Kim Murphy Los Angeles Times

Amid a growing Arab determination to back out of nuclear nonproliferation commitments unless Israel abandons its atomic program, Defense Secretary William J. Perry warned Sunday that the possibility of a “rogue nation” or terrorist acquiring a nuclear bomb is “one of the most serious threats facing the world today.”

Ending two days of meetings in Egypt at the beginning of his first tour through the Middle East, Perry said he is urging both Arab nations and Israel to sign an extension of the international Nuclear Non-proliferation Treaty, or NPT, when it comes up for review in March.

The fear that nuclear weapons-control programs could be unraveling in the Middle East in the face of a stalemate in peace talks between Israel and Syria is a key theme in Perry’s talks with Egyptian President Hosni Mubarak and Israeli Prime Minister Yitzhak Rabin.

“When I met with President Mubarak yesterday, when I meet with Prime Minister Rabin this afternoon, I will be urging both of these leaders to support extension of that non-proliferation treaty,” Perry said Sunday.

“It is, I believe, one of the most serious security threats facing the world today: the danger that a rogue nation or a terrorist will get their hands on one, five or a dozen weapons and threaten the world with them.”

Arab nations, frustrated at Israel’s continuing nuclear development program at a time when most Arabs have committed to non-proliferation, have signaled they will no longer participate in the treaty without Israel joining in.

Arab League officials said that Egypt, Iraq, Libya, Saudi Arabia and Syria - the engines of policy in the Arab world - have all committed not to sign an extension without Israel’s participation.

Israel, which never signed the NPT, is thought to have about 200 nuclear warheads, although it refuses to acknowledge a weapons program. Israeli leaders have said they will be ready to discuss non-proliferation only after there is a comprehensive peace agreement, including Syria, in the Middle East.

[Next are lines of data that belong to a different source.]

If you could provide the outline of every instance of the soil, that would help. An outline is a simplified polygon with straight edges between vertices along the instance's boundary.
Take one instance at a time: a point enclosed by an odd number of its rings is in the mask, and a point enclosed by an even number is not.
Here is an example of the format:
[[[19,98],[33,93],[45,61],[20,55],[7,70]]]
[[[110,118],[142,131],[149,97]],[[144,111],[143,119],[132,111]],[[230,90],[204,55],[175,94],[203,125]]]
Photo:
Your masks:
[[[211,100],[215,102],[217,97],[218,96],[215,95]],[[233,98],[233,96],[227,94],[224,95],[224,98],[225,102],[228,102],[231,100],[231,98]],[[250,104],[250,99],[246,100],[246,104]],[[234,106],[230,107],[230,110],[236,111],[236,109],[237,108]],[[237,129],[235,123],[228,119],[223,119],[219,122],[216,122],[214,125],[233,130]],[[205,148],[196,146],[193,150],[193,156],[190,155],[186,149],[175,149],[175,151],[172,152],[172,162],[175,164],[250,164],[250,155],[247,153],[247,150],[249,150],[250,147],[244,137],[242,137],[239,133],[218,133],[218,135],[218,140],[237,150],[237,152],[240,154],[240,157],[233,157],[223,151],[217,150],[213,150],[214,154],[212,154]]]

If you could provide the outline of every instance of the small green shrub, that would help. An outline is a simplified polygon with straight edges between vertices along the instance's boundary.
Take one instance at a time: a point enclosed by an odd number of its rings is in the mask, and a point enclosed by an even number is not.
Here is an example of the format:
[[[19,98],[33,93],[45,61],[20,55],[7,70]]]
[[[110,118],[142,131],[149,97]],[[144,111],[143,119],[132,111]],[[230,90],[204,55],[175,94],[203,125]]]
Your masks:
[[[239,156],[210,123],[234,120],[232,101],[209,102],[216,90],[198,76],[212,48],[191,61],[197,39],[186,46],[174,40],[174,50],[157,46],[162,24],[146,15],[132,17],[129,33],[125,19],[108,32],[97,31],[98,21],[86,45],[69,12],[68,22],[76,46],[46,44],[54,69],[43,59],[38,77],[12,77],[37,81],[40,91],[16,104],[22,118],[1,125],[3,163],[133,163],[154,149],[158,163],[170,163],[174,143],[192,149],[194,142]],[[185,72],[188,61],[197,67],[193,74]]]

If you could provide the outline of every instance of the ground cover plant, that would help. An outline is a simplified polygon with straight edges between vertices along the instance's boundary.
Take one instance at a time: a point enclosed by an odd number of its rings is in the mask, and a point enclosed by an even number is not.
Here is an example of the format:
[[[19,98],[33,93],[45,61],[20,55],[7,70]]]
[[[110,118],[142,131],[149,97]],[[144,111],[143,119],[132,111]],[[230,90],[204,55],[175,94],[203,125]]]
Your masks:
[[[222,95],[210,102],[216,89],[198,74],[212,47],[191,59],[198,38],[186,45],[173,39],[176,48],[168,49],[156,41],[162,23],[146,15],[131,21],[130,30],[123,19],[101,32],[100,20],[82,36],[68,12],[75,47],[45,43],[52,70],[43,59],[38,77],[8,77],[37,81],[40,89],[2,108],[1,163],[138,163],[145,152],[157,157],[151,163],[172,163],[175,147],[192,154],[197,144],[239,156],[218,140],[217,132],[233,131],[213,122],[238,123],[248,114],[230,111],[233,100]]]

The controversy comes at a particularly dangerous time. Iran is thought to be as little as five years away from developing a nuclear bomb, and Arab leaders have not ruled out the possibility of new weapons programs elsewhere in the Middle East.

“If Israel does not sign, I would expect you to see other countries beginning to seek the nuclear bomb. It will not be an exclusive privilege for one country forever. Remember, nuclear war will eliminate Israel from the map, but it will not eliminate the Arab nation from the map,” Adnan Omran, deputy secretary general of the Arab League, said in an interview.

“Don’t expect any country which is really fearing another country not to resort to all means of self-defense,” added Omran, a Syrian. “If they (Israelis) have a nuclear bomb, you have to seek a nuclear bomb, whether secretly or not.”

Until now, all Arab countries except the United Arab Emirates, Oman and Djibouti have signed the NPT, and none of those nations has nuclear development programs.

Algeria and Egypt both have nuclear research reactors but are not believed to have moved forward with weapons development. Iraq’s formative weapons program was cut short by the 1991 Persian Gulf war and international sanctions, and Iran remains the most worrysome new nuclear development point in the Middle East.